GitHub actions are highly versatile and composable workflows
that can be used to respond to events in the code pipeline. These events can be
a single commit or a pull-request that needs to be build and tested or the deployment
of a code change that has been pushed to production. While automations for
continuous integration and continuous deployment are well-established practices
in DevOps, GitHub Actions goes beyond DevOps by recognizing events that can
include the creation of a ticket or an issue. The components of a GitHub
actions are the workflow triggered for an event and the jobs that the workflow
comprises of. Each job will run inside its own virtual machine runner, or
inside a container and has one or more steps that either run a script or an
action that can be reused.
A workflow is authored in the .github/workflows/ directory
and specified as a Yaml file. It has a sample format like so:
name: initial-workflow-0001
run-name: Trying out GitHub
Actions
on: [push]
jobs:
check-variables:
runs-on: ubuntu-latest
environment: nonProd
steps:
- name: Initialize
uses: actions/setup-node@v3
with:
node-version: '16'
- name: Display Variables
env:
variable: 0001
if: github.ref == ‘refs/heads/main’
&& github.event_name == ‘push’
run: |
echo 000-“$variable”
echo 001-“${{ env.variable }}”
And whenever there is a commit added to the repository in
which the workflows directory was created, the above workflow will be
triggered. It can be viewed with the Actions tab in the repository where the
named job can be selected, and it steps expanded for the activities performed.

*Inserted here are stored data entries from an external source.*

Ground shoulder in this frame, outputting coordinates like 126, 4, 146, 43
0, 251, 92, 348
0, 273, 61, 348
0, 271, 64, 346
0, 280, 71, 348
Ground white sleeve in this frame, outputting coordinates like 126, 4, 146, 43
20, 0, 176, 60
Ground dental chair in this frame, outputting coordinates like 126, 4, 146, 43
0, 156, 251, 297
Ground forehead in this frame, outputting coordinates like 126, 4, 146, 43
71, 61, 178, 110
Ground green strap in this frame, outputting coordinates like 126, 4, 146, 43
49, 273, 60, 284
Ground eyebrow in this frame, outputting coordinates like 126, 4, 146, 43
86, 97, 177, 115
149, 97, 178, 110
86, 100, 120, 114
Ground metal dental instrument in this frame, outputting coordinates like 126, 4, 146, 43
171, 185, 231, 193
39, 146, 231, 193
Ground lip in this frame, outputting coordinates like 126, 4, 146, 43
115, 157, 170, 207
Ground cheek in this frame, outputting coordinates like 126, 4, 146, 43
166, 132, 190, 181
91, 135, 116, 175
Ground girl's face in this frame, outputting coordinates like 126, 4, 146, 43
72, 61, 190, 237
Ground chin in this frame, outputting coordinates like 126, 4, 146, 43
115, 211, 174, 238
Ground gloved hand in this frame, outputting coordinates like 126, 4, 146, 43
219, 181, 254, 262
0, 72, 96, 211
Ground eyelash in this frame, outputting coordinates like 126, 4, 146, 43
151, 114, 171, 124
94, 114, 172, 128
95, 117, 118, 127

With this introduction, let us check out a scenario for
using it with the Azure Data Platform. Specifically, this scenario calls for promoting
the Azure Data Factory to higher environments with the following steps:
1.
Development data factory that is created and
configured with GitHub.
2.
Feature/working branch is used for making
changes to pipelines, etc.
3.
When changes are ready to be reviewed, a pull
request is created from the feature/working branch to the main collaboration
branch.
4.
Once the pull request is approved and changes
merged with the main collaboration branch, the changes are published to the
development factory.
5.
When the changes are published, data factory
saves its ARM templates on the main publish branch (adf_publish by default). A
file called ARMTemplateForFactory.json contains parameter names used for
resources like key vault, storage, linked services, etc. These names are used
in GitHub Actions workflow file to pass resource names for different
environments.
6.
Once the GitHub Actions workflow file has been
updated to reflect the parameter values for upper environment and changes
pushed back to GitHub branch, the GitHub Actions workflow is started manually
and changes pushed to the upper environment.
Some observations to make are as follows:
GitHub is configured on development data factory only.
Integration Runtime names and types need to stay the same
across all environments.
Self-hosted Integration Runtime must be online in upper
environments before deployment or else it will fail.
Key Vault secret names are kept the same across
environments, only the vault name is parameterized.
Resource naming needs to avoid spaces.
Secrets stored in GitHub Secrets section.
There are two environments – dev and prod in this scenario.
Dev branch is used as collaboration branch.
Feature1 branch is used as a working branch.
Main branch is used as publish branch.